What other signaling pathways or cellular processes could be targeted to overcome resistance to PSEN1-selective inhibitors in T-ALL

To overcome resistance to PSEN1-selective inhibitors in T-ALL, targeting alternative signaling pathways or cellular processes could be a promising strategy. One potential approach is to explore combination therapies that target multiple nodes in the NOTCH signaling pathway. By simultaneously inhibiting different components of the pathway, such as downstream effectors or feedback mechanisms, it may be possible to circumvent resistance mechanisms that arise from mutations in PSEN1. Additionally, targeting complementary pathways that crosstalk with NOTCH signaling, such as the PI3K-AKT pathway, could provide synergistic effects and enhance the efficacy of PSEN1-selective inhibitors. Furthermore, investigating the tumor microenvironment and immune modulation strategies could offer new avenues to overcome resistance and improve treatment outcomes in T-ALL.

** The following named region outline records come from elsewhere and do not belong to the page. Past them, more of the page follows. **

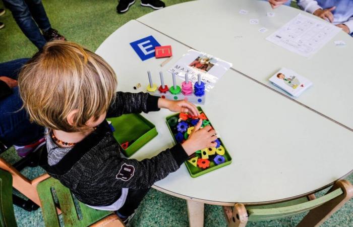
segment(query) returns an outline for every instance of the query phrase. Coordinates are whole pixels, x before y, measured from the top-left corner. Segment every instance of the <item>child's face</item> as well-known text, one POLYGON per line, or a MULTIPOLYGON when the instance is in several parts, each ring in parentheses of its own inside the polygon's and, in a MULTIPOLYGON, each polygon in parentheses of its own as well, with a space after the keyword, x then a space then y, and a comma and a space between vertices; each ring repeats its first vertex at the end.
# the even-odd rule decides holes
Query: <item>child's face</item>
POLYGON ((94 121, 94 118, 92 117, 90 118, 86 123, 86 125, 90 128, 94 128, 103 122, 103 121, 105 119, 106 116, 106 111, 102 114, 96 121, 94 121))
POLYGON ((207 64, 207 63, 208 63, 208 61, 205 59, 201 59, 200 60, 200 63, 202 65, 207 64))

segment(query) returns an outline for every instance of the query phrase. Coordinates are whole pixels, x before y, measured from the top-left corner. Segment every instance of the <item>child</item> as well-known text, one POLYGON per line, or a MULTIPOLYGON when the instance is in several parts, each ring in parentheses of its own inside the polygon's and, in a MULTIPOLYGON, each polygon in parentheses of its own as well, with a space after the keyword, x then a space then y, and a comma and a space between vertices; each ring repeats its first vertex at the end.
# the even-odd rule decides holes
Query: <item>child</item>
MULTIPOLYGON (((272 8, 285 3, 285 0, 269 0, 272 8)), ((350 0, 299 0, 303 10, 332 23, 353 35, 353 1, 350 0)))
POLYGON ((198 60, 195 60, 189 66, 206 71, 208 68, 208 63, 210 62, 210 58, 208 57, 200 57, 198 60))
POLYGON ((295 76, 292 76, 290 77, 286 78, 284 74, 280 73, 277 74, 277 78, 284 80, 285 84, 291 87, 293 89, 297 88, 300 84, 300 82, 295 76))
POLYGON ((112 69, 74 43, 46 44, 25 65, 18 83, 30 119, 46 127, 43 168, 79 200, 95 209, 117 210, 125 222, 155 182, 176 171, 196 151, 216 145, 215 131, 200 129, 200 121, 182 145, 141 161, 122 157, 106 118, 160 108, 195 116, 197 109, 185 100, 115 92, 112 69))

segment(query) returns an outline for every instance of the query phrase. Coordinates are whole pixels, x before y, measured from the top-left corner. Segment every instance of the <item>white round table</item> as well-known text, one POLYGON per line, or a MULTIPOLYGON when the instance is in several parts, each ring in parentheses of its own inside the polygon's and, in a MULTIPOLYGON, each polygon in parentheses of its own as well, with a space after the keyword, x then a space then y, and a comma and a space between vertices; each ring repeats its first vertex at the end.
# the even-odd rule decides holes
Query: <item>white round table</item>
MULTIPOLYGON (((166 84, 171 84, 167 71, 191 48, 233 64, 202 105, 232 163, 196 178, 183 164, 154 186, 187 199, 190 209, 197 210, 190 211, 198 212, 199 216, 203 203, 271 203, 308 195, 353 169, 353 77, 349 76, 347 60, 353 59, 353 39, 340 32, 334 39, 344 40, 344 48, 329 43, 310 60, 304 59, 265 40, 300 11, 283 6, 274 11, 275 17, 266 18, 266 12, 272 11, 268 3, 248 0, 179 4, 129 22, 96 51, 116 73, 118 90, 127 92, 146 92, 148 70, 156 83, 162 71, 166 84), (251 17, 257 16, 269 31, 260 33, 252 27, 238 13, 243 9, 253 14, 251 17), (198 21, 210 28, 196 29, 198 21), (241 40, 234 39, 237 35, 243 36, 241 40), (163 67, 164 59, 142 62, 129 44, 149 35, 162 45, 172 46, 173 58, 163 67), (329 57, 334 54, 334 59, 329 57), (268 82, 282 67, 309 78, 314 86, 298 99, 289 97, 268 82), (344 81, 329 76, 334 71, 344 81), (134 90, 138 83, 142 87, 134 90), (328 84, 334 85, 329 89, 328 84)), ((131 158, 151 157, 173 145, 165 123, 171 114, 162 109, 143 114, 155 125, 158 135, 131 158)))

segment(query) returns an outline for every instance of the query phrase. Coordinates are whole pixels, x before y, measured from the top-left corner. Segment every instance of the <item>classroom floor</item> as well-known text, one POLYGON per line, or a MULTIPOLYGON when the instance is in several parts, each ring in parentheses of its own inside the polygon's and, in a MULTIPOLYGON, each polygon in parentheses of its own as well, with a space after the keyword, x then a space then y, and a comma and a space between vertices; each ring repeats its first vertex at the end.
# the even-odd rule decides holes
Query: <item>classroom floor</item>
MULTIPOLYGON (((165 0, 167 6, 186 0, 165 0)), ((53 28, 66 38, 95 51, 111 33, 130 21, 152 11, 141 7, 139 1, 129 12, 118 15, 115 9, 116 1, 43 0, 46 13, 53 28)), ((295 6, 294 6, 295 7, 295 6)), ((4 8, 0 2, 0 8, 4 8)), ((10 11, 0 17, 6 27, 0 30, 0 63, 18 58, 30 58, 35 53, 35 46, 23 35, 10 11)), ((13 149, 1 154, 11 163, 19 159, 13 149)), ((27 167, 22 173, 34 178, 44 173, 40 167, 27 167)), ((353 182, 353 174, 347 179, 353 182)), ((274 179, 275 180, 275 179, 274 179)), ((234 189, 234 190, 236 189, 234 189)), ((320 196, 320 193, 317 196, 320 196)), ((19 226, 44 226, 40 209, 31 212, 16 206, 15 216, 19 226)), ((188 225, 185 200, 151 189, 139 207, 132 221, 133 226, 185 226, 188 225)), ((353 226, 353 200, 347 203, 326 221, 322 226, 353 226)), ((296 215, 270 221, 250 222, 249 226, 292 226, 304 215, 296 215)), ((225 220, 220 206, 206 205, 205 226, 225 226, 225 220)))

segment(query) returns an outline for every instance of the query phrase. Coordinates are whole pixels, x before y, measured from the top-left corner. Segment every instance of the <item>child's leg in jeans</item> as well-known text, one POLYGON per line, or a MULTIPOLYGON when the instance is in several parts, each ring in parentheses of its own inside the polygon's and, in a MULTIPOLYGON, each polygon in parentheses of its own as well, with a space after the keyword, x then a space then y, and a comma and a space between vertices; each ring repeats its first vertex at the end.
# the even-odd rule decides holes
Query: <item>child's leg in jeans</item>
POLYGON ((133 214, 148 191, 149 189, 136 190, 129 189, 125 203, 117 211, 119 214, 124 217, 128 217, 133 214))

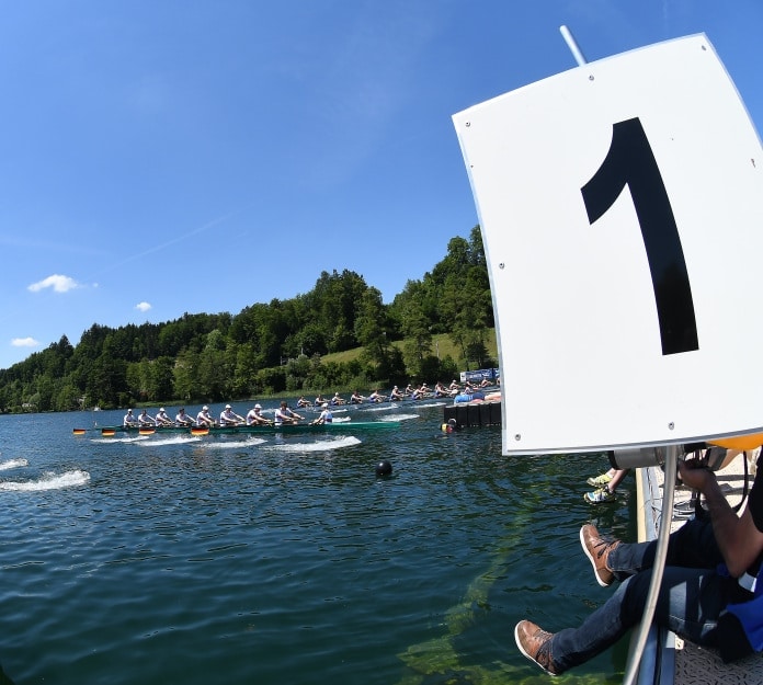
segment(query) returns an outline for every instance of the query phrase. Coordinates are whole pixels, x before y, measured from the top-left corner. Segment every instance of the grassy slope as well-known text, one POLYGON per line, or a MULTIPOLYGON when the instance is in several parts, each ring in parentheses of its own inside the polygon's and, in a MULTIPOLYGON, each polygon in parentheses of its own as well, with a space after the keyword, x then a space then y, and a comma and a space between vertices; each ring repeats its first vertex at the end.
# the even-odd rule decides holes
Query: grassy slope
MULTIPOLYGON (((402 347, 403 342, 397 341, 392 343, 396 347, 402 347)), ((496 331, 494 329, 489 329, 488 340, 486 341, 486 346, 488 349, 488 354, 493 358, 498 359, 498 346, 496 345, 496 331)), ((445 358, 446 356, 453 357, 458 364, 458 368, 464 367, 460 362, 460 350, 453 344, 453 341, 447 335, 447 333, 441 333, 437 335, 432 335, 432 353, 436 354, 437 349, 440 350, 440 357, 445 358)), ((337 352, 334 354, 327 354, 321 357, 321 362, 350 362, 356 359, 361 354, 362 347, 356 347, 355 350, 346 350, 345 352, 337 352)))

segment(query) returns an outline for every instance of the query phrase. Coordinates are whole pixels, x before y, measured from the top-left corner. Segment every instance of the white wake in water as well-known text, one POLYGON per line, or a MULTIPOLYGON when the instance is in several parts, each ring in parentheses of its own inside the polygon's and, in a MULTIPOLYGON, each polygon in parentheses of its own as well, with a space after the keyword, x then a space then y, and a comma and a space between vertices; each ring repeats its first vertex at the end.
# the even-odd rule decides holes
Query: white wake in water
POLYGON ((149 435, 136 435, 135 437, 93 437, 93 443, 111 443, 113 445, 124 445, 125 443, 141 443, 148 439, 149 435))
POLYGON ((192 435, 186 437, 185 435, 175 435, 174 437, 162 437, 161 439, 151 439, 146 443, 140 443, 141 447, 156 447, 161 445, 186 445, 189 443, 201 443, 202 438, 192 435))
POLYGON ((207 443, 207 448, 209 449, 241 449, 247 447, 253 447, 254 445, 262 445, 267 441, 264 437, 250 437, 249 439, 239 441, 220 441, 219 443, 207 443))
POLYGON ((72 486, 83 486, 90 480, 88 471, 66 471, 60 476, 46 473, 39 480, 5 481, 0 482, 0 490, 13 490, 21 492, 35 492, 38 490, 60 490, 72 486))
POLYGON ((270 445, 266 449, 274 452, 329 452, 331 449, 342 449, 343 447, 353 447, 360 445, 361 441, 353 435, 345 437, 334 437, 322 439, 315 443, 293 443, 288 445, 270 445))

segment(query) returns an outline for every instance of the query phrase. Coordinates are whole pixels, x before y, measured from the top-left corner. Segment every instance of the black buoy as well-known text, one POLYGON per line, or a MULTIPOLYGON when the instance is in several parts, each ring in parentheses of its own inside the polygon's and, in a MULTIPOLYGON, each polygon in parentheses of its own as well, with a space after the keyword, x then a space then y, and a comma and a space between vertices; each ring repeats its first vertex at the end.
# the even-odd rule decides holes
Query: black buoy
POLYGON ((458 423, 456 423, 455 419, 448 419, 447 423, 443 423, 440 426, 440 430, 443 433, 455 433, 456 431, 460 430, 460 426, 458 425, 458 423))
POLYGON ((376 475, 377 476, 389 476, 392 472, 392 465, 387 461, 386 459, 384 461, 379 461, 376 465, 376 475))

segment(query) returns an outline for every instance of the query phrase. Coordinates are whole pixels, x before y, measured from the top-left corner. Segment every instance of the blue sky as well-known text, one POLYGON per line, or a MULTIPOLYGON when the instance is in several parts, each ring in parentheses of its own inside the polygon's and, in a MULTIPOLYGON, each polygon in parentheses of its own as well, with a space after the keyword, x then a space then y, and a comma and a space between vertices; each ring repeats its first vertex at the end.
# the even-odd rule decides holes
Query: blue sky
POLYGON ((391 301, 477 213, 451 116, 705 32, 763 122, 760 0, 2 2, 0 368, 349 269, 391 301))

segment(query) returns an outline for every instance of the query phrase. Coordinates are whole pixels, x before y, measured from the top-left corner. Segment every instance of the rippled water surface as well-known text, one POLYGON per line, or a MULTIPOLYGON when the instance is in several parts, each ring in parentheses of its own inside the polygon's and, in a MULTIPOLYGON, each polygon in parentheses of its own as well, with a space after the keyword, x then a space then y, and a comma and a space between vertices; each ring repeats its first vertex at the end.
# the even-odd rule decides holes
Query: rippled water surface
MULTIPOLYGON (((238 413, 248 407, 234 408, 238 413)), ((0 416, 0 663, 26 683, 414 685, 548 678, 513 627, 604 601, 580 551, 602 456, 501 457, 443 406, 331 435, 72 435, 123 412, 0 416), (380 459, 394 466, 379 479, 380 459)), ((622 680, 624 650, 566 682, 622 680)))

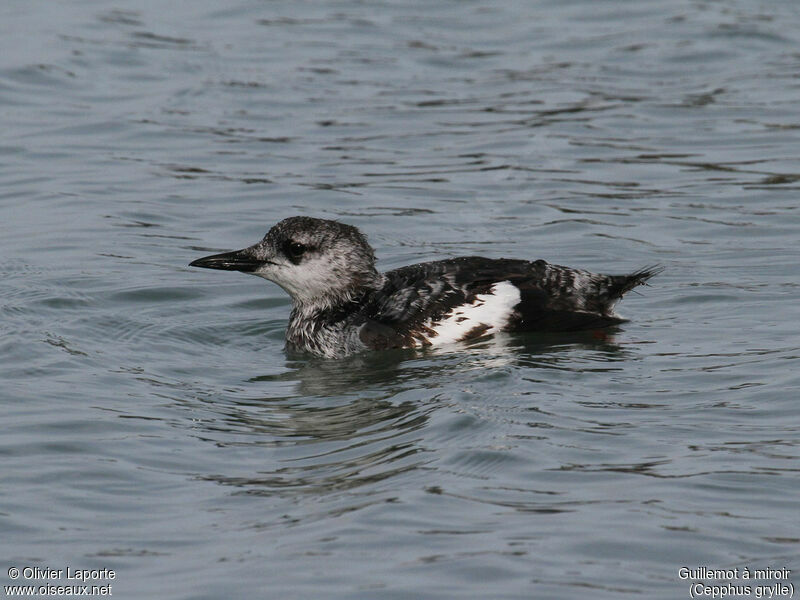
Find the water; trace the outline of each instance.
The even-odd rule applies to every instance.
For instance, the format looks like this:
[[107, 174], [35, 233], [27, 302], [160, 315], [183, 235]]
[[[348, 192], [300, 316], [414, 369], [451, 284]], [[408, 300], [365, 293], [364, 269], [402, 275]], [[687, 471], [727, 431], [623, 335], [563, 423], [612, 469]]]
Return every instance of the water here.
[[[3, 585], [796, 582], [798, 31], [780, 1], [4, 3]], [[607, 340], [293, 358], [277, 287], [186, 265], [294, 214], [384, 269], [667, 270]]]

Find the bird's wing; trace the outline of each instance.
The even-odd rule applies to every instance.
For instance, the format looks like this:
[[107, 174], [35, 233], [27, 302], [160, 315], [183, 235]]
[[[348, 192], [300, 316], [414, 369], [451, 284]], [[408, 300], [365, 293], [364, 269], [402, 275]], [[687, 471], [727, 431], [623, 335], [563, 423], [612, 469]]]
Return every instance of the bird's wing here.
[[[519, 290], [508, 328], [576, 331], [621, 323], [613, 306], [622, 295], [660, 272], [601, 275], [543, 260], [462, 257], [402, 267], [370, 302], [361, 340], [371, 348], [426, 345], [426, 324], [476, 302], [507, 281]], [[479, 331], [477, 333], [480, 333]]]

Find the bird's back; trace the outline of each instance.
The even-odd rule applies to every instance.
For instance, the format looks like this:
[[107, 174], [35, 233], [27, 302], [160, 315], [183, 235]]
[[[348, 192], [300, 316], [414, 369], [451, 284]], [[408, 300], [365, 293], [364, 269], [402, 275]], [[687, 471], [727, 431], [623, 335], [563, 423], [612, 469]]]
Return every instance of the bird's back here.
[[614, 304], [659, 271], [601, 275], [543, 260], [453, 258], [386, 273], [365, 307], [369, 347], [409, 347], [496, 331], [576, 331], [622, 322]]

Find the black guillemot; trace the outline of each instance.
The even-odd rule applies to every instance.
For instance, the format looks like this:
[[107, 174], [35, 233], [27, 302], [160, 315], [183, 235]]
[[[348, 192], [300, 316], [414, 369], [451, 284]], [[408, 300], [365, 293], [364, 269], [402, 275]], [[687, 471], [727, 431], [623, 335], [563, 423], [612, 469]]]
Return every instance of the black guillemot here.
[[358, 229], [311, 217], [284, 219], [249, 248], [189, 266], [277, 283], [293, 304], [287, 347], [329, 358], [500, 331], [607, 327], [625, 320], [614, 312], [622, 295], [662, 270], [600, 275], [543, 260], [465, 256], [380, 273]]

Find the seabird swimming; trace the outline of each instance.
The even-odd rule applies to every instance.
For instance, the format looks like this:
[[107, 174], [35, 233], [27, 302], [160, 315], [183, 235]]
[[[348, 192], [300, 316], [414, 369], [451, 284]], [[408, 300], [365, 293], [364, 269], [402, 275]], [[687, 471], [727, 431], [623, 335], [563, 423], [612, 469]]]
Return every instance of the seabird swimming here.
[[577, 331], [622, 323], [622, 295], [661, 272], [600, 275], [543, 260], [480, 256], [375, 268], [355, 227], [284, 219], [257, 244], [190, 267], [242, 271], [292, 298], [289, 349], [339, 358], [364, 350], [439, 346], [500, 331]]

Given the role of PSEN1 in Alzheimer's disease, how might the resistance mechanisms identified in this study inform the development of PSEN1-targeted therapies for neurodegenerative disorders

The resistance mechanisms identified in this study could offer valuable insights for the development of PSEN1-targeted therapies for neurodegenerative disorders, particularly Alzheimer's disease. Understanding how specific mutations in PSEN1 confer resistance to γ-secretase inhibitors in T-ALL can inform the design of novel therapeutic approaches for Alzheimer's disease that are less susceptible to resistance. By incorporating this knowledge into the development of PSEN1-targeted therapies, researchers can optimize the efficacy and specificity of the inhibitors to effectively modulate γ-secretase activity in the context of neurodegenerative disorders. Additionally, exploring the impact of these resistance mechanisms on the processing of amyloid precursor protein and Aβ peptides in Alzheimer's disease could provide new insights into the pathogenesis of the disease and guide the development of more targeted and effective treatments.